# taz.de -- Fußballpartie gegen Russland: So etwas ist kein Spiel
       
       > Der Fußballverband von Bosnien und Herzegowina hat eine Begegnung mit
       > Russland vereinbart. Die Mannschaft ist entsetzt, Stars wollen
       > boykottieren.
       
 (IMG) Bild: Superstar Edin Džeko möchte nicht gegen Russland spielen
       
       Das war für viele Menschen in Bosnien und Herzegowina keine gute Nachricht.
       Schon als am Freitag von einem Komitee des bosnischen Fußballverbandes
       beschlossen wurde, dass Bosniens Fußball-Nationalteam am 19. November ein
       Freundschafts-Länderspiel gegen Russland in St. Petersburg bestreiten wird,
       fühlten sich viele Menschen in Sarajevo, als habe man sie vor den Kopf
       gestoßen.
       
       Wie kann man nur den Ukrainern so in den Rücken fallen?, hieß es in ersten
       Reaktionen in den sozialen Medien, viele Menschen drückten ihr Entsetzen
       aus. Denn Russlands National- und Vereinsmannschaften sind [1][seit der
       Invasion in die Ukraine] von internationalen Fußballwettbewerben
       ausgeschlossen. Doch ausgerechnet Bosnien und Herzegowina will diesen
       Boykott durchbrechen.
       
       Der prominente langjährige Nationalspieler Miralem Pjanić, der schon für
       den FC Barcelona und Juventus Turin spielte, sagte in einer ersten
       Reaktion: „Diese Entscheidung ist nicht gut, ich bin sprachlos.“ Und auch
       der Superstar des Teams, der 36-jährige Edin Džeko, der bei Inter Mailand
       spielt und auch schon beim VfL Wolfsburg auflief, distanzierte sich sofort
       mit scharfen Worten und kündigte an, bei einem solchen Spiel nicht
       mitzumachen.
       
       Die Bürgermeisterin von Sarajevo, Benjamina Karić, erklärte, Sarajevo werde
       in Zukunft jegliche Kooperation mit dem bosnisch-herzegowinischen
       Fußballverband auflösen, wenn die Entscheidung so bestehen bleibe.

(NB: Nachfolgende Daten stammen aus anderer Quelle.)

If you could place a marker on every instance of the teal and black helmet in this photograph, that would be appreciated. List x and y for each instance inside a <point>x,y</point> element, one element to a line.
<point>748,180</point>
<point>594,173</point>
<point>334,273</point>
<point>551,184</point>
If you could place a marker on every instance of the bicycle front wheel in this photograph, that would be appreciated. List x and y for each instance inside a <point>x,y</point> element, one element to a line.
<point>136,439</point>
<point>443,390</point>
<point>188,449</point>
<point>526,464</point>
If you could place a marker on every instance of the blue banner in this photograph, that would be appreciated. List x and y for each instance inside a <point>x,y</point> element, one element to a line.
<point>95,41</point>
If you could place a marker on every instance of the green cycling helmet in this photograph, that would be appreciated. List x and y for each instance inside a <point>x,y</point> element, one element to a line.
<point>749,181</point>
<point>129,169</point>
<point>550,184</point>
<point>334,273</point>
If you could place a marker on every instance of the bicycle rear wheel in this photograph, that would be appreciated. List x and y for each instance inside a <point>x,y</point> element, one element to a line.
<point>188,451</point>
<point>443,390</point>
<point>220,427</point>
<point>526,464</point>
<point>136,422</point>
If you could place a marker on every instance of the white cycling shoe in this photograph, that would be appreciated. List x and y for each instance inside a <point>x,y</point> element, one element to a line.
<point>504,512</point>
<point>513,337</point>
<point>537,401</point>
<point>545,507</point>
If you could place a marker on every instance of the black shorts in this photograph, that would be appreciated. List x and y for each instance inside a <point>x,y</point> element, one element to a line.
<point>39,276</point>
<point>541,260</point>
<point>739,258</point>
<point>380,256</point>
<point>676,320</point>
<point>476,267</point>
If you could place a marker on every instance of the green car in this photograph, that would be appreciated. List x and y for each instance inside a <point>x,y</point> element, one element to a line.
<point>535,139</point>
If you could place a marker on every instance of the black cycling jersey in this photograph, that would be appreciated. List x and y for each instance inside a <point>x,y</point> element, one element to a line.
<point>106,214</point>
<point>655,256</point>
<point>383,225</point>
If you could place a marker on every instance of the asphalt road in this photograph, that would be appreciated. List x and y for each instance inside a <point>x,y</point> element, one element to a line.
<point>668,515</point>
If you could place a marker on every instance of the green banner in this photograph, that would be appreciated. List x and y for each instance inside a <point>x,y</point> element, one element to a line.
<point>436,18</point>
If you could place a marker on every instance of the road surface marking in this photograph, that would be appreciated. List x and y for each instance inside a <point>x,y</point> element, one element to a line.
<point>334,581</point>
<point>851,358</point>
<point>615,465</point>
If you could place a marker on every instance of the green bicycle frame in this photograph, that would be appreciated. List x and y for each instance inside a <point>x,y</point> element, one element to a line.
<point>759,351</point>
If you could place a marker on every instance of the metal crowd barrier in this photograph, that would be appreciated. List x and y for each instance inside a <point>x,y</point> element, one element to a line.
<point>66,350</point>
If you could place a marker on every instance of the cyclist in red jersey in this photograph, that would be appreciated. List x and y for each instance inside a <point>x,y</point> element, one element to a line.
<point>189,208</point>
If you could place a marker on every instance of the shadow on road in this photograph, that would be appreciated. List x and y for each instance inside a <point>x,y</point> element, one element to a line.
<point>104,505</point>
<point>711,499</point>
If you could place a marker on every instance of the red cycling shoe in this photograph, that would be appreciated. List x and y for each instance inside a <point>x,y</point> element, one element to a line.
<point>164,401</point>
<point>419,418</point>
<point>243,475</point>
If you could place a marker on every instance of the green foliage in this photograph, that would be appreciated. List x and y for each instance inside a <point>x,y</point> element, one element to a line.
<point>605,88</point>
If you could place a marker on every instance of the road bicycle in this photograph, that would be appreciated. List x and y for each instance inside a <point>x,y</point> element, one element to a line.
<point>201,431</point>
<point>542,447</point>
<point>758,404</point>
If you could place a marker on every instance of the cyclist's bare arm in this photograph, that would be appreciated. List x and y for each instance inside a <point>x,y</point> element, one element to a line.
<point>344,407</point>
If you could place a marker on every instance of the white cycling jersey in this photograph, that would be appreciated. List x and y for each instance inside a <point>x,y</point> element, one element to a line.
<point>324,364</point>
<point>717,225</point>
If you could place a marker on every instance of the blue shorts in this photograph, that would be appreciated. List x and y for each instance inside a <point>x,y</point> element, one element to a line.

       „Sarajevo, die Stadt, die über drei Jahre lang unter einer militärischen
       Belagerung gelitten hatte, und ich als die Bürgermeisterin verurteilen die
       Entscheidung des Fußballverbands, ein Freundschaftsspiel mit Russland
       durchzuführen, aufs Schärfste.“ Karić sagte, die Funktionäre, der Trainer
       und auch die Spieler hätten die moralische Pflicht, dieses Projekt zu
       boykottieren.
       
       ## Riesiger außenpolitischer Schaden
       
       Schon jetzt ist ein riesiger außenpolitischer Schaden für Bosnien und
       Herzegowina entstanden. Aber der Vorgang zeigt zugleich auch viel von der
       [2][politischen Situation im Lande]. Die Entscheidung wurde nämlich von
       einem Komitee des Fußballverbands getroffen, das nach dem im Lande gültigen
       Nationalitätenschlüssel zusammengesetzt ist: je zwei Serben, Kroaten und
       Bosniaken bilden das Gremium.
       
       Die von den nationalistischen Führungen der Kroaten und Serben
       beeinflussten Mitglieder dieses Komitees stimmten für das
       Freundschaftsspiel. Serbische und kroatische Nationalisten haben seit
       Beginn der russischen Invasion in der Ukraine ihre Sympathien für Putin zu
       erkennen gegeben, die serbische Seite würde sogar am liebsten eine eigene
       Fußballnationalmannschaft des serbisch-bosnischen Teilstaates gründen. Und
       auch die kroatischen Nationalisten [3][arbeiten an der Destabilisierung des
       Staates].
       
       Der Fußballverband galt bisher als eine der wenigen Institutionen, die noch
       den gemeinsamen Gesamtstaat Bosnien und Herzegowina nach außen vertreten
       konnte. Die meisten Spieler werden von der bosniakischen Volksgruppe
       gestellt, die weiterhin gemeinsam mit Nichtnationalisten und Minderheiten
       die staatliche Souveränität des Landes verteidigen will.
       
       Umso mehr verwundert es, dass die beiden bosniakischen Mitglieder des
       Komitees die Entscheidung für ein Freundschaftsspiel mit Russland zuließen.
       Einer von ihnen stimmte dafür, der andere, der Vorsitzende Irfan Durić,
       hätte die Abstimmung verlassen und das Gremium damit beschlussunfähig
       machen können. Doch das ist nicht geschehen.